In some embodiments, the nanopore device includes a plurality of chambers, each chamber in communication with an adjacent chamber through at least one pore. Among these pores, two pores, namely a first pore and a second pore, are placed so as to allow at least a portion of a target polynucleotide to move out of the first pore and into the second pore. Further, the device includes a sensor at each pore capable of identifying the target polynucleotide during the movement. In some embodiments, the identification entails identifying individual components of the target polynucleotide. In another aspect, the identification entails identifying payload molecules bound to the target polynucleotide. When a single sensor is employed, the single sensor may include two electrodes placed at both ends of a pore to measure an ionic current across the pore. In another embodiment, the single sensor comprises a component other than electrodes.

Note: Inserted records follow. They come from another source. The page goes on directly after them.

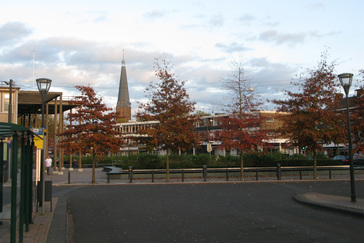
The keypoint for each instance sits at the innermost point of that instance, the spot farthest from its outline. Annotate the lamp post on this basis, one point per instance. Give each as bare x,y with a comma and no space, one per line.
44,85
346,80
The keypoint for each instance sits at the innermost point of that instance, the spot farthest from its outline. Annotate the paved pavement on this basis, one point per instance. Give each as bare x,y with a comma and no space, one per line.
52,226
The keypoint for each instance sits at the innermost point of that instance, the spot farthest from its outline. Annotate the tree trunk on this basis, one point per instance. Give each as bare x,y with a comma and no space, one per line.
241,165
167,164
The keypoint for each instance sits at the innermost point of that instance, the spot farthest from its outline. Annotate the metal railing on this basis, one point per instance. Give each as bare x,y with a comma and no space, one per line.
295,171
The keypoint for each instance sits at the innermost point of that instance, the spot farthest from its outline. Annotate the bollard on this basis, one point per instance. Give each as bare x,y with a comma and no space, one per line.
130,174
204,172
279,172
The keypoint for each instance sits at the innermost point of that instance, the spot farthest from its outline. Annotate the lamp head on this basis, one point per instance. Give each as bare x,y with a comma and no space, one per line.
346,79
44,84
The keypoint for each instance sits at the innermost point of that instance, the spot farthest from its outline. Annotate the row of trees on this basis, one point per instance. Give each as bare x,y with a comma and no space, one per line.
313,119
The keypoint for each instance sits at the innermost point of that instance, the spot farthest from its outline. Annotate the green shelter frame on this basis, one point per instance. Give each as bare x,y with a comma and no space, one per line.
22,138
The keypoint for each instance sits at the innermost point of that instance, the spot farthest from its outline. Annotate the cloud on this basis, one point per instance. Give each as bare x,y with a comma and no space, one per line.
282,38
232,47
216,21
246,18
155,14
12,32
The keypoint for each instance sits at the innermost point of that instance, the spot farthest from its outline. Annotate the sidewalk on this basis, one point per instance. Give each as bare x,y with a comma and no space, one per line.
52,226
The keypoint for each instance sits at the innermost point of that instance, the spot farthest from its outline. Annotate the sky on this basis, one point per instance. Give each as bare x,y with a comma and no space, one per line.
81,42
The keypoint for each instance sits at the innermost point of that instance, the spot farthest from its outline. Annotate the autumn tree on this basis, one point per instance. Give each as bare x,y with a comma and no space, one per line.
241,129
358,117
313,119
90,127
170,105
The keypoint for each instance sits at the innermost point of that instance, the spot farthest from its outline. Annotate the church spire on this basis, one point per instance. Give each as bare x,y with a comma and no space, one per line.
123,105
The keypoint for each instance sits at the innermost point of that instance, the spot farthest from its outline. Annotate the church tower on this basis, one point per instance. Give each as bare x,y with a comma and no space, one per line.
123,106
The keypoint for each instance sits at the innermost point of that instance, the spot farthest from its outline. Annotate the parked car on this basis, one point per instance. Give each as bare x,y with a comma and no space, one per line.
343,158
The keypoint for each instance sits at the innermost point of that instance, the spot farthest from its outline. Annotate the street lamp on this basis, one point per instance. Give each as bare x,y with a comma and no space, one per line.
346,80
44,85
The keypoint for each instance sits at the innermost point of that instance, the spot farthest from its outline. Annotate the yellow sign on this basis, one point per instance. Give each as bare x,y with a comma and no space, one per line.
38,142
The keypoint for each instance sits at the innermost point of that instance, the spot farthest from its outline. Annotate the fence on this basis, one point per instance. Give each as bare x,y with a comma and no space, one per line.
202,173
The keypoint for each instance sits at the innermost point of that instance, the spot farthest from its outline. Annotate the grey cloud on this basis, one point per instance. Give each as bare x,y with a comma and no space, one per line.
217,21
246,18
154,14
232,47
13,32
278,38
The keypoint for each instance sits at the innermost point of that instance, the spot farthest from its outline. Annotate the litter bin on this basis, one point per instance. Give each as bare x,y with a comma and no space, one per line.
47,193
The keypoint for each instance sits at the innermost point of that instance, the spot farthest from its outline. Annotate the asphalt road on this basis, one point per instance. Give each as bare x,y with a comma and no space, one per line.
244,212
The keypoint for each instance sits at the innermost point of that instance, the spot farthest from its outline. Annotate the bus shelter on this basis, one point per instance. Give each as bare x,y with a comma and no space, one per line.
21,141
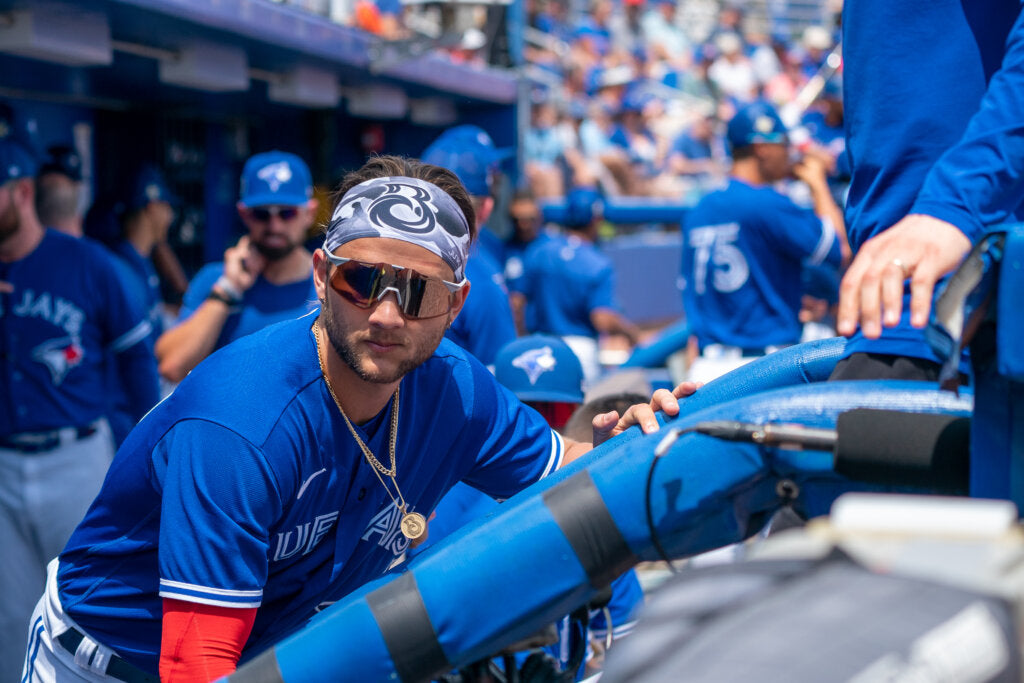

In some embodiments, each pore is at least about 1 nm in diameter. Alternatively, each pore is at least about 2 nm, 3 nm, 4 nm, 5 nm, 6 nm, 7 nm, 8 nm, 9 nm, 10 nm, 11 nm, 12 nm, 13 nm, 14 nm, 15 nm, 16 nm, 17 nm, 18 nm, 19 nm, 20 nm, 25 nm, 30 nm, 35 nm, 40 nm, 45 nm, 50 nm, 60 nm, 70 nm, 80 nm, 90 nm, or 100 nm in diameter. In some embodiments, each pore is no more than about 100 nm in diameter. Alternatively, the pore is no more than about 95 nm, 90 nm, 85 nm, 80 nm, 75 nm, 70 nm, 65 nm, 60 nm, 55 nm, 50 nm, 45 nm, 40 nm, 35 nm, 30 nm, 25 nm, 20 nm, 15 nm, or 10 nm in diameter.
In some embodiments, the pore has a diameter that is between about 1 nm and about 100 nm, or alternatively between about 2 nm and about 80 nm, or between about 3 nm and about 70 nm, or between about 4 nm and about 60 nm, or between about 5 nm and about 50 nm, or between about 10 nm and about 40 nm, or between about 15 nm and about 30 nm.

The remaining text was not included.